Degraded performance across the application

Incident Report for Tray.io

Postmortem

From Thursday 22nd to Saturday 24th October, the Tray Workflow Builder and the Embedded APIs were occasionally unavailable for a portion of our users. Workflow execution was partially delayed, and our trigger ingestion service was intermittently unavailable, occasionally responding with 500 HTTP status codes. Most 3rd party services would have retried these failed trigger attempts until they were successful.

The Workflow Builder and all Tray APIs are back to their normal availability, and you can resume work. All delayed executions and recorded triggers have caught up, and no action is needed from you.

If you are a Tray Embedded customer or a Tray API user and received an error response on a Tray trigger, you should try again; a 500 response from the Tray API means that the action was not processed. We advise implementing multiple retries as the default behaviour of your client, with exponential backoff.

What happened?

On Thursday, 22nd October, a rapid increase in disk usage on one of our database servers triggered an automatic response to scale the machine size up to accommodate the additional usage. We rely on Amazon Web Services for our infrastructure, and this process is usually seamless.

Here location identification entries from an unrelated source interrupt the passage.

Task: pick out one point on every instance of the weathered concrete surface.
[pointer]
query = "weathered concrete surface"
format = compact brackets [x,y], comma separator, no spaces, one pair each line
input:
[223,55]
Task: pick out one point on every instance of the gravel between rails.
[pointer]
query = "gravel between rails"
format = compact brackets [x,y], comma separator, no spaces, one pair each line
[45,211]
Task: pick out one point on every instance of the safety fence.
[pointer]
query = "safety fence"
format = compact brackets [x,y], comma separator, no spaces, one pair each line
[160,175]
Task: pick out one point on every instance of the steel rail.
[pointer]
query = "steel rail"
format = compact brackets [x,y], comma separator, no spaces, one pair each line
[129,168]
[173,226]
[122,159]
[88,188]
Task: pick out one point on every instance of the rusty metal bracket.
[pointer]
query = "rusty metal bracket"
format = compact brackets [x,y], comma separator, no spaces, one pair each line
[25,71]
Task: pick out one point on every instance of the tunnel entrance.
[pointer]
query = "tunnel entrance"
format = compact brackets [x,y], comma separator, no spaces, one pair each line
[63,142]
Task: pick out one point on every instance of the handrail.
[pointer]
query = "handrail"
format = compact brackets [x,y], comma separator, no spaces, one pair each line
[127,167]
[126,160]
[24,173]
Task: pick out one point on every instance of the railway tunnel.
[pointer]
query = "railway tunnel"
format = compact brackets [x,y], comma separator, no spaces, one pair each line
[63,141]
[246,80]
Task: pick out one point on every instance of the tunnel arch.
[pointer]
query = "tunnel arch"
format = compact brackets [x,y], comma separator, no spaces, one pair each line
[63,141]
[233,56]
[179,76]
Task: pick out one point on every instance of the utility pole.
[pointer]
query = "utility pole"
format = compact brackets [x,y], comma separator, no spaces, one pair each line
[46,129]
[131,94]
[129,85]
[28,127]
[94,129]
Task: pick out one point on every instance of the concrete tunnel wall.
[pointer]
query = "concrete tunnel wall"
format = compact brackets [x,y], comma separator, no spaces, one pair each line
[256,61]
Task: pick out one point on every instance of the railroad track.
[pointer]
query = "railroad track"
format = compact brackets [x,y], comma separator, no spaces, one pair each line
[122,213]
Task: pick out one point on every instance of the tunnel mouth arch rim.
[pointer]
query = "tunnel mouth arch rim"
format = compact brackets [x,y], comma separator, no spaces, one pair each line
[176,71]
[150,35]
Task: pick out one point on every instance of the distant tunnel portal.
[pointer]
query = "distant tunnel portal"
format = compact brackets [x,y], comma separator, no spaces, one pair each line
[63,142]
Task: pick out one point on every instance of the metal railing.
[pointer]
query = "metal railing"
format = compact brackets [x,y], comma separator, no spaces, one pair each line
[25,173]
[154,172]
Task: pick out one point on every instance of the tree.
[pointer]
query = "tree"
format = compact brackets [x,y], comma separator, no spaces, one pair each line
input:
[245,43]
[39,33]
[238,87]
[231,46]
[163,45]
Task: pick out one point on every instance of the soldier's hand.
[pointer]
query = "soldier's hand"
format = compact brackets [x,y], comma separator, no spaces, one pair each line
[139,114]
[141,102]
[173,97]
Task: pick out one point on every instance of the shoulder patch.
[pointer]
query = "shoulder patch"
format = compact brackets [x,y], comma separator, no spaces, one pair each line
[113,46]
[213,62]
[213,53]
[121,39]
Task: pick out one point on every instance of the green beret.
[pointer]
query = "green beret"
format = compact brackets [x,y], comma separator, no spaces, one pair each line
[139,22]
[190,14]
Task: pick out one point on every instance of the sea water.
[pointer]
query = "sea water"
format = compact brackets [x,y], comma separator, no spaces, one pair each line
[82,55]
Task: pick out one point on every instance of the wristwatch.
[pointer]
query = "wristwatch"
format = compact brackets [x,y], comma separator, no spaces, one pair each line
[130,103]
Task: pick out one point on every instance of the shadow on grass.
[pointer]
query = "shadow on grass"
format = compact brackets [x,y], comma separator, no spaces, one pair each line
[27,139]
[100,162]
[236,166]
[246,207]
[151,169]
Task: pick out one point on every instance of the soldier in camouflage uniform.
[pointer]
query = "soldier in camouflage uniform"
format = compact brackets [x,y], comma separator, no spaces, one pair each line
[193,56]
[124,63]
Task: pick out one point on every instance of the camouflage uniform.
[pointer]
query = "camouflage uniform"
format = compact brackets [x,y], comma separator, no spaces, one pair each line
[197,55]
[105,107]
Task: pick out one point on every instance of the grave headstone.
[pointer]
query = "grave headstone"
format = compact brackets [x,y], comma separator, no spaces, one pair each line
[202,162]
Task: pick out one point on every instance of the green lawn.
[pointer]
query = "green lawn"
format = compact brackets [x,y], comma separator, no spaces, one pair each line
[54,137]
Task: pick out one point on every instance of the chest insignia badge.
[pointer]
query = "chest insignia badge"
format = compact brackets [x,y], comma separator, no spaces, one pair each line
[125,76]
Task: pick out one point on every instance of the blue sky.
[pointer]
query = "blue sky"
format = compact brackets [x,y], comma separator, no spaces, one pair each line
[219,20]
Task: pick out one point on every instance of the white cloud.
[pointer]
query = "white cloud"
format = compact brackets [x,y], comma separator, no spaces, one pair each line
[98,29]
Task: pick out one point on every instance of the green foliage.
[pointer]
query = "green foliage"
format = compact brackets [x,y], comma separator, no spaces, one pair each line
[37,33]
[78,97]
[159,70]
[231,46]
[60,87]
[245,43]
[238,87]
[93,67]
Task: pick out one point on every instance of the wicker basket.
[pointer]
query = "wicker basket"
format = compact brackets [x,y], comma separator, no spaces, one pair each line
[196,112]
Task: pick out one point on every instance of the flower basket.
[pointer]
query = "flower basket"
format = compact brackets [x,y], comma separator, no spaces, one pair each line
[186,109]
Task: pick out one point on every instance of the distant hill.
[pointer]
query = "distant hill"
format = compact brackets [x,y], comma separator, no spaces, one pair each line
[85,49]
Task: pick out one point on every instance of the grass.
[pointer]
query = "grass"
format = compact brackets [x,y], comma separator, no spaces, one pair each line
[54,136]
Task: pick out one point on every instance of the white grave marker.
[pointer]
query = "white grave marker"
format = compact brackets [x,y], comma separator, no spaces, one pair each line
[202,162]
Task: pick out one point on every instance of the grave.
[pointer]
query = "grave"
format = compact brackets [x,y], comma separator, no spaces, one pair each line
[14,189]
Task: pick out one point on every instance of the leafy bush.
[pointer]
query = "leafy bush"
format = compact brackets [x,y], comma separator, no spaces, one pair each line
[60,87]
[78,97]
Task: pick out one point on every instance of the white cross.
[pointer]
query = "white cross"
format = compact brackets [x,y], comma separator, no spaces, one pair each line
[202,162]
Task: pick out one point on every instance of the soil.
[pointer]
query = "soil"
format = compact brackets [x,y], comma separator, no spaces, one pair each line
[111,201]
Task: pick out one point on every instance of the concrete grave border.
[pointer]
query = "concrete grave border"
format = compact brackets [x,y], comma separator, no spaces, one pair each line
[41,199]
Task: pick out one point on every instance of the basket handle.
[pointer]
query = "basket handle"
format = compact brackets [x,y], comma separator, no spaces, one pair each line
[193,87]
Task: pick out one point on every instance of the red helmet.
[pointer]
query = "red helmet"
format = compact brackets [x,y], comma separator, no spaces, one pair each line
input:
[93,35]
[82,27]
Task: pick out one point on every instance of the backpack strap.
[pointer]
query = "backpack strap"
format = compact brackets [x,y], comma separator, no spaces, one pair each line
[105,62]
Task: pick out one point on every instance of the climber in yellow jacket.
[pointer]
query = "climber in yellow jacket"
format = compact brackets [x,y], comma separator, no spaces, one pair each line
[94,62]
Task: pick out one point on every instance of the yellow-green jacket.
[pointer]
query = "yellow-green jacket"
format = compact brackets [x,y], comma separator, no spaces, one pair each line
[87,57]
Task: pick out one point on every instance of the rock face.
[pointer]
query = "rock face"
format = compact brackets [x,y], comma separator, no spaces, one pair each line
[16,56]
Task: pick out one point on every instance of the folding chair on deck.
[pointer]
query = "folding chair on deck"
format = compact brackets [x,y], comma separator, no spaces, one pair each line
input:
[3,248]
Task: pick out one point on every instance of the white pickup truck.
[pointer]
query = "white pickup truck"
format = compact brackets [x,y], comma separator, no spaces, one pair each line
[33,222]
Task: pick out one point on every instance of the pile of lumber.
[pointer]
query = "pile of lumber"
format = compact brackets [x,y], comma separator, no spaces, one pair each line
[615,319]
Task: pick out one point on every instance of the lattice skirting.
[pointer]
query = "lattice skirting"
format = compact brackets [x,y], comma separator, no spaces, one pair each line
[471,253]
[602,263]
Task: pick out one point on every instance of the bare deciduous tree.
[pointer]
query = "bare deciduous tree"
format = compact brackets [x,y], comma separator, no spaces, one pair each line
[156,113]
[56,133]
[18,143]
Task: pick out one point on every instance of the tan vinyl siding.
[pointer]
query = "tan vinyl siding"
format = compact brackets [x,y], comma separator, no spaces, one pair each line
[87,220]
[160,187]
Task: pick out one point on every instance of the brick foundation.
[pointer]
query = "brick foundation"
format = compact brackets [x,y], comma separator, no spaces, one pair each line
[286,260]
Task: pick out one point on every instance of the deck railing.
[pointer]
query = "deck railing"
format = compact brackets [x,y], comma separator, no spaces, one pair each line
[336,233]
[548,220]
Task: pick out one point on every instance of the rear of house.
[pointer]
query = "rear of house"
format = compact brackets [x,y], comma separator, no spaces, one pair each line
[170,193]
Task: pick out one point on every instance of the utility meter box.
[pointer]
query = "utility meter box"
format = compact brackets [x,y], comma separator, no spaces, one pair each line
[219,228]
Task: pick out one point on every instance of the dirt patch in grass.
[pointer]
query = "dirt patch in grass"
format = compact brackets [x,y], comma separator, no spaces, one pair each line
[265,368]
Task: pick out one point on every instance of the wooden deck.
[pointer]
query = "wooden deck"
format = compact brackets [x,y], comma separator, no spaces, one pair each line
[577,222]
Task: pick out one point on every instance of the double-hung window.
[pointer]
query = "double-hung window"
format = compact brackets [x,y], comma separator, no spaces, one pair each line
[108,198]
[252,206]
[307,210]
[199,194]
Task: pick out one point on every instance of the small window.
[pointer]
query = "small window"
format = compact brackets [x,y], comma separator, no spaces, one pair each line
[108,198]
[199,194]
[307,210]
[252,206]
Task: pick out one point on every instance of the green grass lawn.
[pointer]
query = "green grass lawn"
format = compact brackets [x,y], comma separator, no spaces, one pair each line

On this occasion, the database stopped accepting new connections after the scaling process completed, resulting in several API instances starting in an unhealthy state. Engineers manually terminated some instances, auto-scaling mechanisms then kicked in and the problem gradually resolved. On Friday a similar incident prevented new connections.

In both cases, since the database was unavailable, our application servers registered degraded health. When an application instance is degraded, it is automatically removed from service and replaced with a new instance. Since the database was at fault and not the application, this put our application servers into a loop that put additional strain on our databases which may have exacerbated the issues.

How did we fix it?

Early Saturday morning (UTC) our on-call engineers, with assistance from an AWS, determined our primary database was unhealthy and made the decision to failover to a secondary.

How are we preventing possible similar incidents in the future?

In the short term, we have increased the size of the affected database instances. We also pushed a fix to our application to better report on the health status of the application and to prevent unnecessary restarts. Our engineers are also evaluating the health and size of our other database servers and taking liberal steps to proactively upgrade all instances that might be at similar risk.

We are actively working on several strategic initiatives to increase the stability of our services, and continuing to work directly with the AWS team to prevent these issues from happening in the future.

We continue monitoring our database server instances and continue introducing new alerting and monitoring systems and introducing new failover mechanism to prevent and further reduce future disruptions.

What did we do right?

Our on-call engineers were notified and responded to the incident within minutes.
The on-call engineer woke up other members of the team, so we had multiple eyes on the situation.
The on-call team involved AWS Support from the start.
Our system is designed so as not to lose any workflow execution once it enters the system; while workflows may have been delayed, they all eventually executed and caught up. Similarly, any trigger that was received was eventually processed, even if it could not be processed right away.
We have several layers of redundancy and did not rely on a single database instance, so we were able to failover to a live replica with no loss of data.

What could we have done better?

We should not have relied only on auto-scaling mechanisms but also proactively set a higher baseline capacity to deal with peak traffic volumes.
The failover was delayed by approximately two hours once the decision had been made because a backup was in progress. We failed to take this into consideration, and it prolonged our downtime. We should have failed over before the backup started.

Posted Oct 28, 2020 - 11:10 GMT

Resolved

This incident has been resolved.

Posted Oct 25, 2020 - 00:25 BST

Monitoring

A fix has been implemented and we are monitoring the results.

Posted Oct 24, 2020 - 08:10 BST

Update

We have identified the issue and are now in recovery mode. We still have some degraded performance but will be fully recovered shortly.

Posted Oct 24, 2020 - 04:58 BST

Update

We are aware of issues with the application. Our engineering team is continuously investigating the problem and working on a possible solution. We appreciate your understanding.

Posted Oct 24, 2020 - 04:03 BST

Update

We are seeing elevated error rates from our API. Users may be unable to perform some actions. We are investigating the issue.

Posted Oct 24, 2020 - 01:26 BST

Investigating

We are seeing elevated error rates from our API again. Users may be unable to perform some actions. We are investigating the issue.

Posted Oct 24, 2020 - 01:23 BST

Monitoring

A fix has been implemented and we are monitoring the results.

Posted Oct 24, 2020 - 00:52 BST

Investigating

We are currently investigating this issue.

Posted Oct 23, 2020 - 23:46 BST

This incident affected: Workflow Execution, Workflow Builder (Workflow Builder API, Workflow Builder App, Workflow Builder Logs), and Embedded (Embedded API, Embedded App).